2022 drehte Vingegaard die Reihenfolge um und verteidigte seinen Titel 2023 vor Pogacar. 2024 holte sich Pogacar die Tour zurück und wiederholte den Sieg 2025, jeweils mit Vingegaard auf Rang zwei.
Kein anderer Fahrer hat in den vergangenen fünf Auflagen diese Top-zwei-Kombination durchbrochen. Evenepoel wurde bei seinem Tour-Debüt 2024 Dritter, lag im Ziel aber mehr als drei Minuten hinter Vingegaard und über neun Minuten hinter Pogacar.
2026 hat Pogacar erneut eine klare Führung herausgefahren und erreicht die 11. Etappe mit 3:36 Minuten Vorsprung auf Vingegaard. Evenepoel liegt nach seinem zweiten Platz in Le Lioran weitere 30 Sekunden hinter dem Dänen.
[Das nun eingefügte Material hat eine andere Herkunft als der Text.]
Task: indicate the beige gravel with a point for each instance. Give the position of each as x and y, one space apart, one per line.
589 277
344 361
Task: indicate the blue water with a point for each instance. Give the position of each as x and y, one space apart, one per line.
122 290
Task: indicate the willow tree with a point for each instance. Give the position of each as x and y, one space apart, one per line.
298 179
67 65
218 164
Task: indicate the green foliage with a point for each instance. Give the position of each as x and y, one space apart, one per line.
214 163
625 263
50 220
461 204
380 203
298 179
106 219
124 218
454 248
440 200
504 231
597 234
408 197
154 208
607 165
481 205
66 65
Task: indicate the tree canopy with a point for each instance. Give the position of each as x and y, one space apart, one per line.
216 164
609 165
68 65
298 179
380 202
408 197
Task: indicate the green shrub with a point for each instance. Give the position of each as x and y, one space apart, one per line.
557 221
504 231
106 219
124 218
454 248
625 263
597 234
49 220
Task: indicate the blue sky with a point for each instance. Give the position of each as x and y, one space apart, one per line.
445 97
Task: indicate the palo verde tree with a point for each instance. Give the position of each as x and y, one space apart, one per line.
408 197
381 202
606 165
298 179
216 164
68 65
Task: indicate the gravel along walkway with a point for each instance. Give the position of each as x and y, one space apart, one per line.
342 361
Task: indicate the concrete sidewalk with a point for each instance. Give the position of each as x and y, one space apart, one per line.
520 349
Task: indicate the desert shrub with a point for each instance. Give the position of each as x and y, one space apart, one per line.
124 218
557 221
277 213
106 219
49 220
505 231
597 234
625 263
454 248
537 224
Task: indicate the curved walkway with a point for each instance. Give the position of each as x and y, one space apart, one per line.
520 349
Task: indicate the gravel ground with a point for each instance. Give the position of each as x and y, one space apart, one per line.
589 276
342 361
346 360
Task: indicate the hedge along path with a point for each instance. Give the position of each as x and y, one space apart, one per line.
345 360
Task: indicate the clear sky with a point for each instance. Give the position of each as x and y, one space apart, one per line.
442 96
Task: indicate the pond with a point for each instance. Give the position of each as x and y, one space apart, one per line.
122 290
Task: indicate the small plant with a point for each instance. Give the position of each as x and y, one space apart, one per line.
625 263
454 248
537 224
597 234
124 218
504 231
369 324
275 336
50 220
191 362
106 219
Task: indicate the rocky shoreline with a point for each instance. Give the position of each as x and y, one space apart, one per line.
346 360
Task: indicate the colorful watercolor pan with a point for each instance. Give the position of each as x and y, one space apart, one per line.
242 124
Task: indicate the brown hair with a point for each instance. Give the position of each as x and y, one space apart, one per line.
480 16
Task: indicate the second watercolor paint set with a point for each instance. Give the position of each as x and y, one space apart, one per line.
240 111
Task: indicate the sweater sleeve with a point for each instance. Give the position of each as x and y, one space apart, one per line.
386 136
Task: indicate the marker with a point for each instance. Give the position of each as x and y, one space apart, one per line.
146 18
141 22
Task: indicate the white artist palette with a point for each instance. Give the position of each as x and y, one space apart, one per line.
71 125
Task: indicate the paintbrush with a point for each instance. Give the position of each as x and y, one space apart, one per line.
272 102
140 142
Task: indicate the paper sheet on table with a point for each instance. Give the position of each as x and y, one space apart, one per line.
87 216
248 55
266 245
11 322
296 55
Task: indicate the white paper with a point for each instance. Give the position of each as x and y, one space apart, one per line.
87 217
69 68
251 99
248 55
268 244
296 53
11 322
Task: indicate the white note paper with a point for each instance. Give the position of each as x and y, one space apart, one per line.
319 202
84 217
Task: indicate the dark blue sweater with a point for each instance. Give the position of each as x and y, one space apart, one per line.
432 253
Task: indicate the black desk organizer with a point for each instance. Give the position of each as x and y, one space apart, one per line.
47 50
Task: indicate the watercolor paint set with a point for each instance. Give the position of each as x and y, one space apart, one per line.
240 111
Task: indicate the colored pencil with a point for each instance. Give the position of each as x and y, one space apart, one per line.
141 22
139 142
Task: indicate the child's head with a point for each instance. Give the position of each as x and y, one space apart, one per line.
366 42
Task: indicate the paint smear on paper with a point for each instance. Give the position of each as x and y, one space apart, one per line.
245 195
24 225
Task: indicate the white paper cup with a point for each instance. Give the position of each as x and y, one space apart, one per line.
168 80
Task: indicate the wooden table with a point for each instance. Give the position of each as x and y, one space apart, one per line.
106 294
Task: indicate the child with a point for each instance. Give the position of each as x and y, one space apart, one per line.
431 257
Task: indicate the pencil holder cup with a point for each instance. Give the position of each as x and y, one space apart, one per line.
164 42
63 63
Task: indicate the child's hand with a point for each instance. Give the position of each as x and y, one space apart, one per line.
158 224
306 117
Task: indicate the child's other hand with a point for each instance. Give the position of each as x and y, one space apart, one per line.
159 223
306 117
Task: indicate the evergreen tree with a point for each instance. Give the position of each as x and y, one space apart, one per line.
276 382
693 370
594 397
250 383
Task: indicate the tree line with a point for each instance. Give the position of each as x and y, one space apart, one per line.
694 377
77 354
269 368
Jonas Vingegaard auf der 10. Etappe der Tour de France 2026
Vingegaard führt im GC nur noch 30 Sekunden vor Evenepoel

Vingegaard kann den erstarkten Evenepoel nicht abschütteln

Pogacar attackierte am Col de Pertus rund 15,5 Kilometer vor dem Ziel. Niemand ging sofort mit, Vingegaard setzte stattdessen auf eine organisierte Verfolgung über die Abfahrt und den finalen Anstieg.
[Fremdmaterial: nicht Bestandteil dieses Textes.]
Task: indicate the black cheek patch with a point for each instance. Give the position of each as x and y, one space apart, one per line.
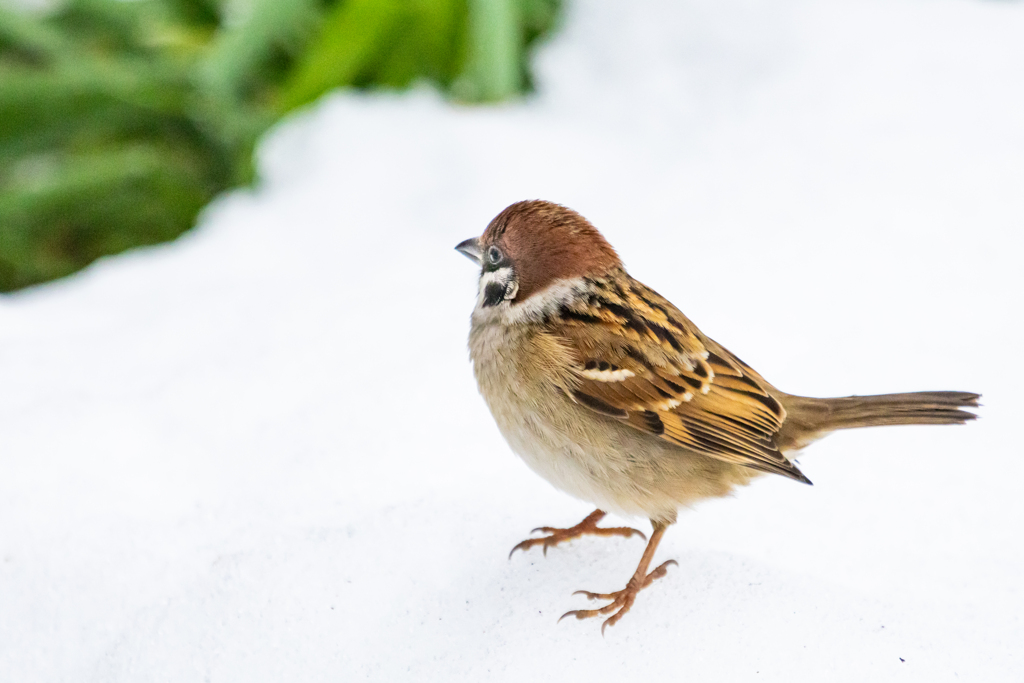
494 294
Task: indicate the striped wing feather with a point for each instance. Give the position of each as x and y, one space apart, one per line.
645 364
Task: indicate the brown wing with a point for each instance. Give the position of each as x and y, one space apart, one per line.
645 364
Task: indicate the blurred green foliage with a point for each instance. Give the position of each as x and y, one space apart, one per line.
121 120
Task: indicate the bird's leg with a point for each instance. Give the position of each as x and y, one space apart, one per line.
623 600
588 525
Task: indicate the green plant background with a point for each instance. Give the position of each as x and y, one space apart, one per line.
121 120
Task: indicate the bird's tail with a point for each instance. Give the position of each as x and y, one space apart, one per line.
812 418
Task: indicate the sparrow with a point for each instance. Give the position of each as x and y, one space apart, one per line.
606 390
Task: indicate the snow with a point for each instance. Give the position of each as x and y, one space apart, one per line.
258 454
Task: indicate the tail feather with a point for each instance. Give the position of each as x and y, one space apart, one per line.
810 419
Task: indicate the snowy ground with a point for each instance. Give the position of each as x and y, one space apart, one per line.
258 454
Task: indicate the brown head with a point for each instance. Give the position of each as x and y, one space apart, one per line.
540 243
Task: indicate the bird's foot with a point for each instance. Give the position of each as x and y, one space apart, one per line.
587 526
621 600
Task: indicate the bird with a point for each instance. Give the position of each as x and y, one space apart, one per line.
609 392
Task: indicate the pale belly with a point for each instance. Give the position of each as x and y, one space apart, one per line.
591 457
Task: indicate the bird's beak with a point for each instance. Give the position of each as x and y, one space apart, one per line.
470 249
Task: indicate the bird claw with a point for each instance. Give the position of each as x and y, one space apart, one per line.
621 600
587 526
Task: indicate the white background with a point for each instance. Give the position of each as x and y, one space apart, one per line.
258 454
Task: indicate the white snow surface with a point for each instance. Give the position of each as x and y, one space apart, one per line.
258 454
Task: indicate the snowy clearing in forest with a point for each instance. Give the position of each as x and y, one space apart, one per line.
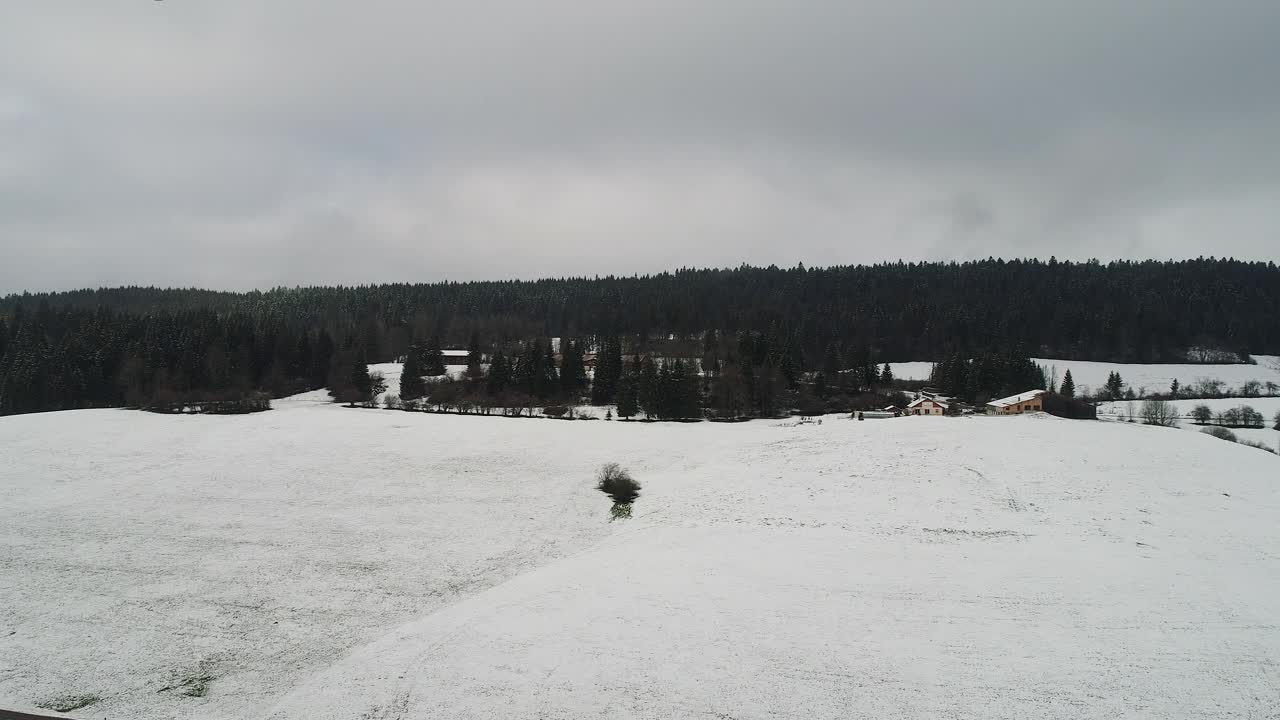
1267 406
328 563
1153 378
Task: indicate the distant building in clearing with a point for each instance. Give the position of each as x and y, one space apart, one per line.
1029 401
455 358
928 406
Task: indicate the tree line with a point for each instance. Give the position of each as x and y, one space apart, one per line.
762 337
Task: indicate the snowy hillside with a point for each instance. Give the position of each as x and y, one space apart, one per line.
1155 378
327 563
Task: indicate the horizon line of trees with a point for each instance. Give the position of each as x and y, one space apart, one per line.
767 337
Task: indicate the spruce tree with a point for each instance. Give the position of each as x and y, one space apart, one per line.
411 377
648 393
608 369
572 368
360 379
475 359
627 396
433 358
1115 386
499 373
1068 387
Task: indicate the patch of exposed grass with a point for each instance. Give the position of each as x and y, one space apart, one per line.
67 703
192 684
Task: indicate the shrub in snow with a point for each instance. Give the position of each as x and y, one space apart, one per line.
617 483
1223 433
1260 446
1202 414
1159 413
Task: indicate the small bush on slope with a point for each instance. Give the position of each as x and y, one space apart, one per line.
1221 433
617 483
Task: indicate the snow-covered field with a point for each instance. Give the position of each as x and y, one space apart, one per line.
1155 378
1269 406
327 563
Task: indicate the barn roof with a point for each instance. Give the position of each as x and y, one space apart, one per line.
1016 399
933 400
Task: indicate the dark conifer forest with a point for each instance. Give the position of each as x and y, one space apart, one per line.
757 331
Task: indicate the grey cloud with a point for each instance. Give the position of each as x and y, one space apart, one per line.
243 144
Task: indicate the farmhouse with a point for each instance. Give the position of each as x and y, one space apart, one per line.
1029 401
455 358
926 405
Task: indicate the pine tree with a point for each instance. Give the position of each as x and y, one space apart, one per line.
1068 387
499 373
649 393
627 396
475 359
1115 386
360 379
411 377
608 369
572 368
433 358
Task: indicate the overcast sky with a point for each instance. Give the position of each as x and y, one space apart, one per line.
241 144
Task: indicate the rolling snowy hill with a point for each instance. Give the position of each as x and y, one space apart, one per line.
324 563
1153 378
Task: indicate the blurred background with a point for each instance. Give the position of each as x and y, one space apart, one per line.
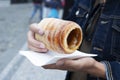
15 18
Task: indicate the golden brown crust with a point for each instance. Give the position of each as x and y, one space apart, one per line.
60 35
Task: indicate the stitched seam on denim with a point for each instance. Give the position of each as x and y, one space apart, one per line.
84 7
108 71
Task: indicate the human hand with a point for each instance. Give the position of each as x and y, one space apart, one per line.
32 43
86 64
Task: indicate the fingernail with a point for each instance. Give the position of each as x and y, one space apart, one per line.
42 45
40 32
60 63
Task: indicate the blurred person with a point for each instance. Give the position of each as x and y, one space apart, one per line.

Diese Kooperation kam jedoch nie richtig zustande. Evenepoel fiel auf Terrain, das ihm eigentlich liegen sollte, kurzzeitig rund acht Sekunden hinter die Vingegaard-Gruppe zurück, stabilisierte den Abstand aber statt völlig zu platzen. „Evenepoel hatte einen kurzen Schwächemoment, blieb dann aber konstant bei acht Sekunden“, erklärte Clement. „In dem Moment dachte Vingegaard, er müsse Evenepoel erledigen, doch es gelang ihm nicht. Das war ein Sieg für Evenepoel.“
Vingegaard leistete den Großteil der Nachführarbeit auf Pogacar, während mehrere Podiumsanwärter an seinem Hinterrad blieben. Evenepoel kehrte schrittweise zurück und beschleunigte auf den letzten Kilometern Richtung Ziel aus der Gruppe heraus.
Er überquerte die Linie 32 Sekunden hinter Pogacar, Paul Seixas wurde Dritter mit 34 Sekunden Rückstand. Vingegaard kam als Siebter 44 Sekunden zurück ins Ziel, nachdem er lange geführt hatte, und sah seinen Vorsprung auf Evenepoel von 48 auf 30 Sekunden schrumpfen.
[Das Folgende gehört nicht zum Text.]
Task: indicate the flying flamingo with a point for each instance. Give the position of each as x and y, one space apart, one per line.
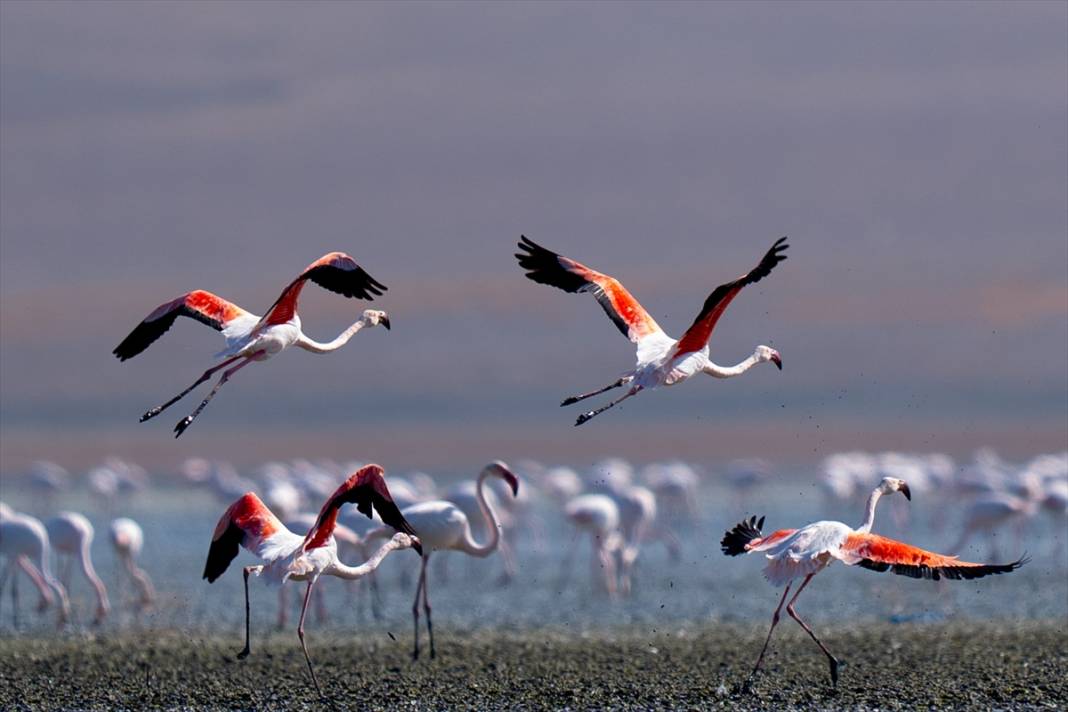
249 523
127 540
807 551
250 337
24 541
442 526
661 360
71 536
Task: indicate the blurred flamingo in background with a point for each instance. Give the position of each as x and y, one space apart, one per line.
805 552
250 337
127 539
287 556
71 536
661 360
24 542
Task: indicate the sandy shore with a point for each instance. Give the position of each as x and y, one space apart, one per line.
959 665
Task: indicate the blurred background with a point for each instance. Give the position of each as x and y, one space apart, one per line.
916 156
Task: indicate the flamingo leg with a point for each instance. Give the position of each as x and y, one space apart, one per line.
245 652
794 614
585 416
187 421
426 610
414 605
574 399
206 375
300 634
774 621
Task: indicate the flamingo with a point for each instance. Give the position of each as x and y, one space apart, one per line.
805 552
661 360
24 541
599 516
71 535
127 540
443 526
249 523
250 337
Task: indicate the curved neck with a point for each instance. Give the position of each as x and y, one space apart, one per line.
313 346
468 544
727 372
352 572
869 511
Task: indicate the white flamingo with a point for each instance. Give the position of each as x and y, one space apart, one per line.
286 555
805 552
24 538
71 536
661 360
442 526
250 337
127 539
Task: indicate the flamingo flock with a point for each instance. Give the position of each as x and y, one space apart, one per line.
622 509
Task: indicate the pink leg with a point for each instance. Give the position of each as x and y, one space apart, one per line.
206 375
414 605
300 634
187 421
774 621
795 616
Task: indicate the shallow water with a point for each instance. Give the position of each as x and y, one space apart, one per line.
703 586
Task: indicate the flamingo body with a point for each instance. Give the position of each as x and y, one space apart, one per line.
660 359
251 337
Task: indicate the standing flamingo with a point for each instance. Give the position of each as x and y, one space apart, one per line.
24 541
807 551
127 540
250 337
442 526
661 360
71 536
249 523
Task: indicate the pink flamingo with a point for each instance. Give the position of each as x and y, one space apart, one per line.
661 360
249 523
250 337
805 552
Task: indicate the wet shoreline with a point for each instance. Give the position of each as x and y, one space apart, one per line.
954 665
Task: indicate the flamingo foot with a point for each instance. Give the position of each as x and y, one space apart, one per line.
183 424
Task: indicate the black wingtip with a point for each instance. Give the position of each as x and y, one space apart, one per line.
734 541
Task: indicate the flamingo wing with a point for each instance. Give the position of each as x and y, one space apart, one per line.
366 489
204 306
247 522
334 271
696 336
547 267
878 553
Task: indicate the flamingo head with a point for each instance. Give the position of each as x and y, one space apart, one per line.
890 485
765 353
375 317
498 469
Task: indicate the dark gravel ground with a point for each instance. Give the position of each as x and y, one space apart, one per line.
957 665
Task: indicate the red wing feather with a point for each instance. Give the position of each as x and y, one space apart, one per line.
366 489
204 306
334 271
696 336
547 267
248 522
881 554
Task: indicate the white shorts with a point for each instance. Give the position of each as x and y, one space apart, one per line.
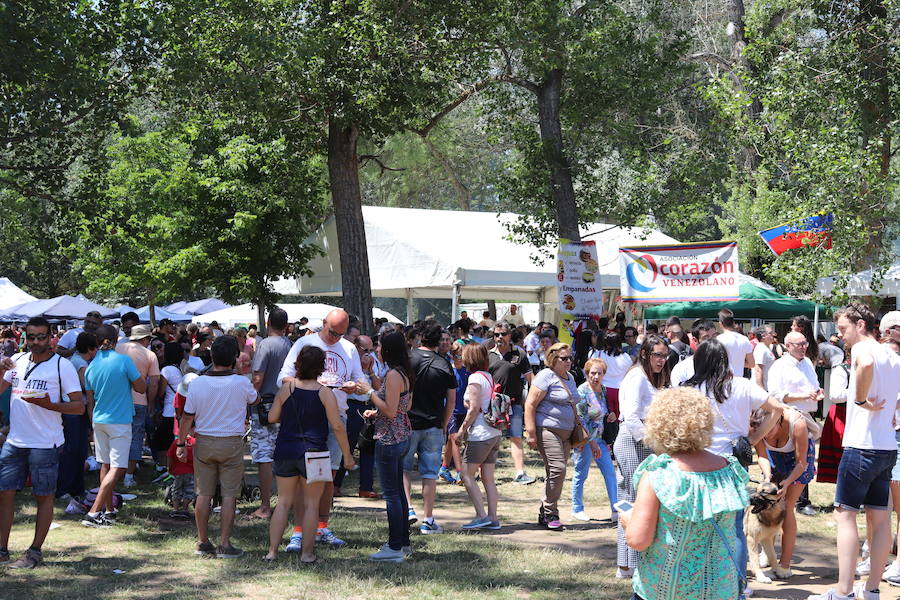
112 444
Risse hinter Pogacar verändern den Kampf ums Podium

Isaac del Toro, der die 10. Etappe als Gesamtdritter begann, verlor 1:31 Minuten und fiel auf Rang sieben zurück. Mehrere weitere Fahrer von UAE Team Emirates – XRG wurden vor der entscheidenden Phase aus der reduzierten Gruppe distanziert.
„Das gibt dieser Gruppe Hoffnung, etwas mehr Freiheiten zu bekommen und nicht den ganzen Tag im Klammergriff von UAE zu verbringen“, sagte Clement. „Am Tag vor dem Ruhetag schien ein Team über allen zu stehen, aber abgesehen von Tim Wellens und Pogacar selbst wirkten die übrigen in der Etappe nach Le Lioran ziemlich verwundbar. In der Festung taten sich Risse auf.“
Vingegaard startete in die 11. Etappe mit nur 30 Sekunden Vorsprung auf Evenepoel. Juan Ayuso, Paul Seixas und Florian Lipowitz lagen alle innerhalb von 1:08 Minuten zu Platz zwei, sodass fünf Fahrer um die Position kämpften, die seit 2021 exklusiv zwischen Pogacar und Vingegaard wechselt.